When HSBC was called before a US Senate permanent sub-committee in July as part of the committees investigations of US vulnerabilities to money laundering and terrorist financing, it was berated for failures involving money laundering, drug trafficking and terrorist financing. Unsurprisingly, given the sums involved (and the sensational nature of the subject), it was the staggering failures of the banks compliance team in Mexico from where several billion dollars of drug proceeds were laundered that grabbed the headlines.
"[HSBCs] Mexican affiliate transported $7 billion in physical US dollars to [HSBC in the US] from 2007 to 2008, outstripping other Mexican banks, even one twice its size, raising red flags that the volume of dollars included proceeds from illegal drug sales in the United States," noted the sub-committee. "HSBCs compliance culture has been pervasively polluted for a long time," said Carl Levin, sub-committee chairman. Having acquired a Mexican bank, HSBC failed to integrate it effectively and ensure adequate standards of compliance or even visibility at a global level of what was happening in Mexico.

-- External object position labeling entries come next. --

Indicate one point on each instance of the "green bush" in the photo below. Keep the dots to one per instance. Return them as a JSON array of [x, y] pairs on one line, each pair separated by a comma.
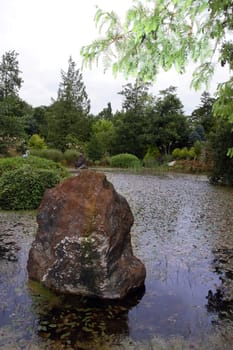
[[13, 163], [70, 156], [24, 187], [125, 160], [151, 157], [184, 153], [50, 153], [176, 153], [192, 153]]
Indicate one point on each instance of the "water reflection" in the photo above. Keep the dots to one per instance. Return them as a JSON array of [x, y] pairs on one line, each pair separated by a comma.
[[78, 319]]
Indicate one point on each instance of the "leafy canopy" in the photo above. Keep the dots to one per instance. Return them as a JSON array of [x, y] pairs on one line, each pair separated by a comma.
[[162, 33], [168, 33]]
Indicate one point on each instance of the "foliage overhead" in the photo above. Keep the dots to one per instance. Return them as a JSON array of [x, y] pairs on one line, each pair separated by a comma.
[[163, 33], [169, 33]]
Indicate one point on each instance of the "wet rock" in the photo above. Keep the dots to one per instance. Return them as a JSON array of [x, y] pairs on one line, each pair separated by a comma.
[[83, 243], [8, 247]]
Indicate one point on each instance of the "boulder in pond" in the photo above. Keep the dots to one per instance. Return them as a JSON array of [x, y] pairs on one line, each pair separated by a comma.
[[83, 243]]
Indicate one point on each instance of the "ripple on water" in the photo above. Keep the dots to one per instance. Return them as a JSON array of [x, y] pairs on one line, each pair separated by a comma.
[[183, 234]]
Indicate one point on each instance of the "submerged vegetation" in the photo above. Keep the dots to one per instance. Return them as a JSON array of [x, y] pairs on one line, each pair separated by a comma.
[[183, 234]]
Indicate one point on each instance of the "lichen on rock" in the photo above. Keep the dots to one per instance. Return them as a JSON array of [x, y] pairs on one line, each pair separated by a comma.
[[83, 244]]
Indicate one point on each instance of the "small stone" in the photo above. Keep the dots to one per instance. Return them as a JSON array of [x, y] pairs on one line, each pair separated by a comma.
[[83, 243]]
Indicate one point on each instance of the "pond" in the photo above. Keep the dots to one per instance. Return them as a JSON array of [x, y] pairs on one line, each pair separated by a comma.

"What happened at HSBC appears to be a pretty serious failure of basic measures," says Robin Booth, general counsel at London-based law firm BCL. "It seems simply to have failed to pick up on multiple payments-in of cash that were questionable." HSBC declined to be interviewed for this article and referred only to its statement on the affair, which acknowledged that its "controls could and should have been stronger and more effective in order to spot and deal with unacceptable behaviour".